Harvard's Charles Maier posited the observation that US politics has become "feminised" in his thoughtful book last year, Among Empires. Bhutto was neither an American nor a feminist, but she had unquestionably embraced many key attributes, largely to her credit, of a "thoroughly modern woman".

Behind the carnage of this story, there is a cadre of women, beginning with Rice, and including Frazer and (until recently) Hughes and many others, at State--and across the US government and policy network into the foreign affairs circles around Hillary Clinton--who have come of age with a very particular embrace of feminism. Not the Betty Friedan kind, but the sort that one observes amongst the US corporate ranks: entitlement.

Political correctnes forbids frank discussion there that would align any policy trend to be linked to gender patterns. This is unwise.

This event--perhaps more than others--results largely from arguments and policies that have had a distinctly feminine lead. Men at the US State Department like Nicholas Burns and Richard Boucher reflect this feminisation. Their phrases, their posturing, their avoidance of principle--the verbal architecture of which has long been masculine--reveal a "softness" on principle and emphasise "feminine" qualities in decision making: determination (can-do-will-do) and blind faith.

No question. World War I and most of the 19th century European nightmare might have been avoided had more feminine logic been deployed in official circles. But I would suggest that when feminine modus operandi coexist with questionable or clearly compromised competencies--as seems to be the case at State today--the results are disastrous.

The Clinton State Department (post Christopher) is marked by many bad decisions and tragedies, i.e., the Balkans and the 1998 post-Clinton-affair address bombings.

Some one should find the courage to explore these decision making processes with the courage to identify the genders of the participants.

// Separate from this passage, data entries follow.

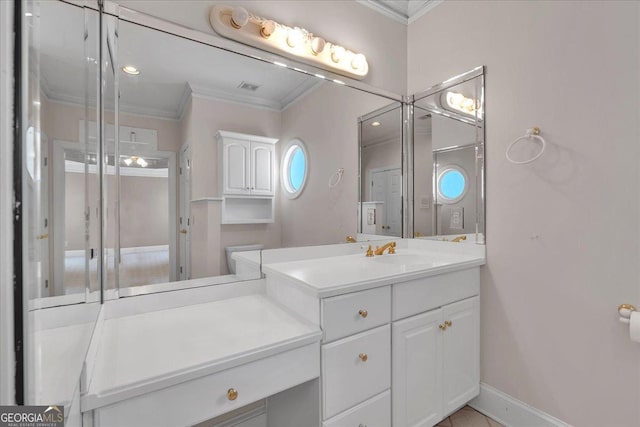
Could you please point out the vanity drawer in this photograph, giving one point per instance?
(206, 397)
(375, 412)
(420, 295)
(348, 314)
(355, 369)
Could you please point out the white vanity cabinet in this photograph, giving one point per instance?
(247, 164)
(436, 363)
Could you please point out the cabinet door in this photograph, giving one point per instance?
(417, 370)
(262, 157)
(236, 166)
(461, 353)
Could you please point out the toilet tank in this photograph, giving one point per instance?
(229, 250)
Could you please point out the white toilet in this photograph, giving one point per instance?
(231, 263)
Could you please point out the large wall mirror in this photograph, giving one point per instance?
(448, 153)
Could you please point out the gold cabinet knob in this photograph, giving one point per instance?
(232, 394)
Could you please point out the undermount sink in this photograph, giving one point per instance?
(403, 259)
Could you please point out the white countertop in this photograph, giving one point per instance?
(334, 275)
(59, 356)
(196, 340)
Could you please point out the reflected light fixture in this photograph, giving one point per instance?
(461, 103)
(238, 24)
(130, 69)
(137, 160)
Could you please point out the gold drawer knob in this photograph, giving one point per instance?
(232, 394)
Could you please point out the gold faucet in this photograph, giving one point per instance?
(369, 252)
(391, 246)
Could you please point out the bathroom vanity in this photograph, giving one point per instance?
(388, 340)
(401, 332)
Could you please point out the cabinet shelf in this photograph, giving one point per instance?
(247, 210)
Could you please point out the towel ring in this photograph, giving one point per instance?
(337, 177)
(531, 133)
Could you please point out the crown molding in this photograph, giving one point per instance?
(384, 9)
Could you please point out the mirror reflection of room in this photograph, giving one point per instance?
(449, 163)
(381, 172)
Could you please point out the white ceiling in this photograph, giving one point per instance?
(404, 11)
(171, 68)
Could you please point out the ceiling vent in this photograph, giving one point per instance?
(249, 86)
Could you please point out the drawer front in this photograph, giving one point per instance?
(348, 314)
(355, 369)
(418, 296)
(198, 400)
(375, 412)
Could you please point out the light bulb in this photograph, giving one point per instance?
(267, 28)
(130, 69)
(294, 38)
(358, 61)
(317, 45)
(337, 53)
(239, 17)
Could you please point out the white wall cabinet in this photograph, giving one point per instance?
(246, 177)
(436, 363)
(247, 164)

The trouble is that gender alone, as I note with Burns and Boucher, may not be sufficient, given a generation raised by soccer moms.

There is a point in this. Failure to FULLY assess those who are responsible for your policy making and who take on leadership is a failure to discern ALL of the factors that come into play in very human and subjective acts. History is then not well served.

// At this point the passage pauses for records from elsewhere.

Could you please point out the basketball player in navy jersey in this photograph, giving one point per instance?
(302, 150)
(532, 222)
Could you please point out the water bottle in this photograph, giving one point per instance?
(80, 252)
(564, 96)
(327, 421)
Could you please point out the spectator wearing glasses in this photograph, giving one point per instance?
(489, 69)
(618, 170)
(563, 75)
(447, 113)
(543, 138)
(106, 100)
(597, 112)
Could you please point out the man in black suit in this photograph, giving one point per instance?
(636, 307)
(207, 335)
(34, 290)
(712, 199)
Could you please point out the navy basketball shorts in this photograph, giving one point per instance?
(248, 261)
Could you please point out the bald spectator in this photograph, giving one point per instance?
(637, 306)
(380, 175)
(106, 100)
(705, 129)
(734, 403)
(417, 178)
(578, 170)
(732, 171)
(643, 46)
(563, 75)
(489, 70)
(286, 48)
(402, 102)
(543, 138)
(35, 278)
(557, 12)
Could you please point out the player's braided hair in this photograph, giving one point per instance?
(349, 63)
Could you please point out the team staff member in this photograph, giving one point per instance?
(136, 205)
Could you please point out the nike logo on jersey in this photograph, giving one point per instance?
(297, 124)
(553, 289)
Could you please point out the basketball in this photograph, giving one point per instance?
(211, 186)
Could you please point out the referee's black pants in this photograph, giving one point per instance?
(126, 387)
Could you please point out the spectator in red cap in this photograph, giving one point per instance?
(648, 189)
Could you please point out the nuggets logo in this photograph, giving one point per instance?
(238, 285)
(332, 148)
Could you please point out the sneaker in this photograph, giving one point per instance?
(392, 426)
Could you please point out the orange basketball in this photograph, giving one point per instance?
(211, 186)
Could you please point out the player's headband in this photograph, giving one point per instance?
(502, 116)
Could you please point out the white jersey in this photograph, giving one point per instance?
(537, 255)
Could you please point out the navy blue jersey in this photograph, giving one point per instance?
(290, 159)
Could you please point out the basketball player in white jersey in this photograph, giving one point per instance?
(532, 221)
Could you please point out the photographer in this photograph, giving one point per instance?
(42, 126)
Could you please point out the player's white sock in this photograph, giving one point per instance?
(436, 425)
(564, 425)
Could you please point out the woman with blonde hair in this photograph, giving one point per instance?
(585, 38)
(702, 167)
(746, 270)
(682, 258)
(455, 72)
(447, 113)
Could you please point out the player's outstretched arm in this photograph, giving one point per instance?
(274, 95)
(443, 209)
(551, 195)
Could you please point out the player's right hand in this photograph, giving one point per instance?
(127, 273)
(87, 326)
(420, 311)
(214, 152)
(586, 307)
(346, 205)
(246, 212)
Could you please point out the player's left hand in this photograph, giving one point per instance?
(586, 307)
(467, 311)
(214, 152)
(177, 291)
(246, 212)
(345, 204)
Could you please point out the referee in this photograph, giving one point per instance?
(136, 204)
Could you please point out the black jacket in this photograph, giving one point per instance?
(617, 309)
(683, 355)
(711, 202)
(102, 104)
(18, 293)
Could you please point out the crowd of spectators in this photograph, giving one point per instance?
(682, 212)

Had a male Secretary of State made blundering, bull-headed decisions against better counsel, we certainly would here suggestions that he stuck blindly to principle like a man.

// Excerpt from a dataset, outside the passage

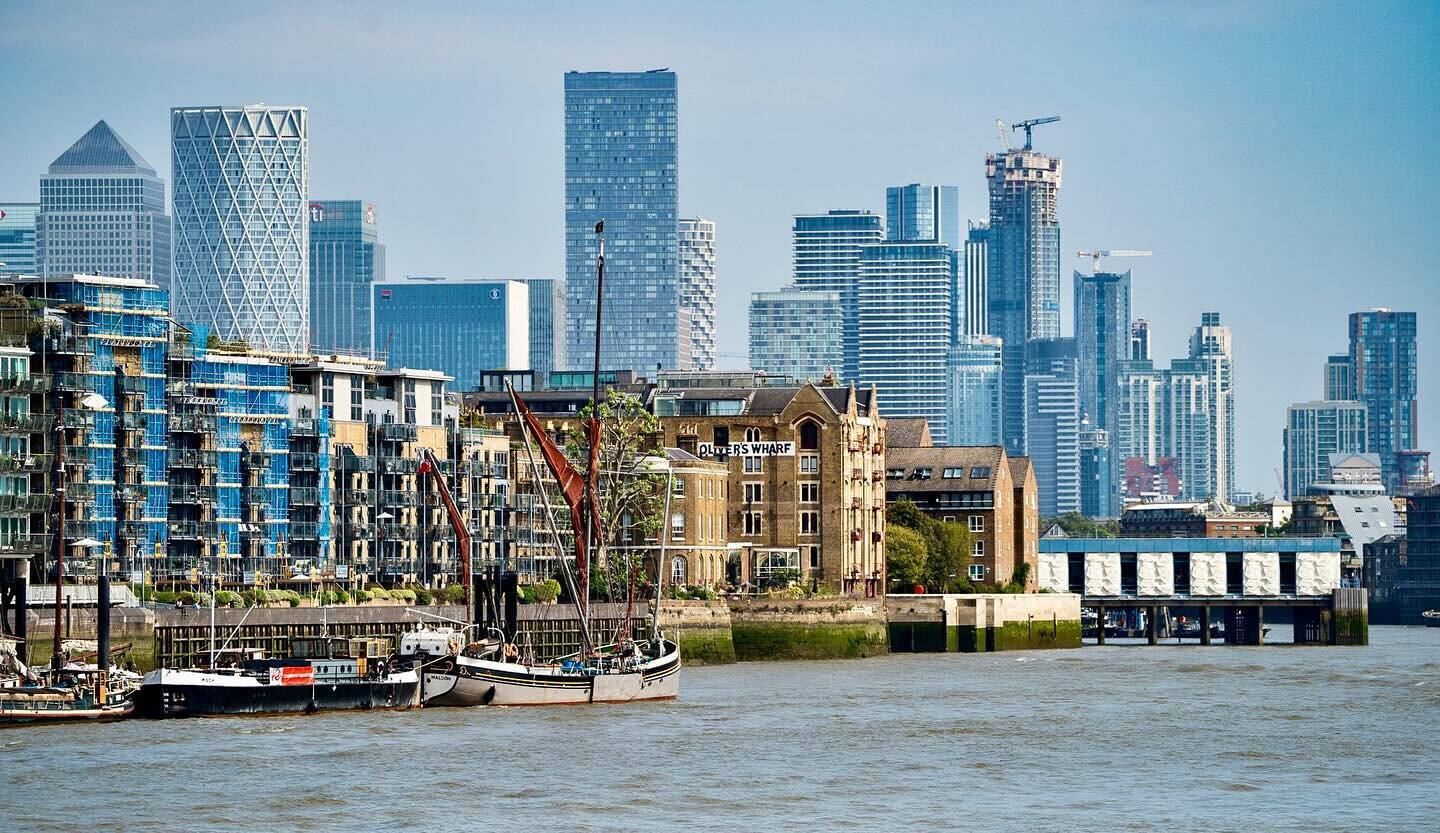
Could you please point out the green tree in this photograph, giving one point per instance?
(905, 555)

(Please note that the subject of this "feminist" question is not Mme Bhutto, but Ms Rice et al. Bhutto had that rare self-confidence and spirit that never needed such consideration, except in the context of entering into politics in a Muslim world. Arguably, that fire perhaps served to better challenge one's merits than the softer US system, but it seems likely that that societies' extreme elements that saw evil in women coming to power are the direct cause of yesterday's tragic death in Rawalpindi.)

FYI
by spruce

Just to be clear, my initial response was to Psychodelicious' post, not yours.

As I have stated elsewhere, Bhutto is not without fault. She nonetheless represented the face of real change in Pakistan even if she, herself, was a mere figleaf of democracy (as the Financial Times) put it.

During her rule as PM, she did, indeed court the Taliban, viewing them as a stabilizing force in the country wracked by decades of war. She was removed from power the same year the Taliban came to power (1996), though, and she later became an outspoken critic of the them.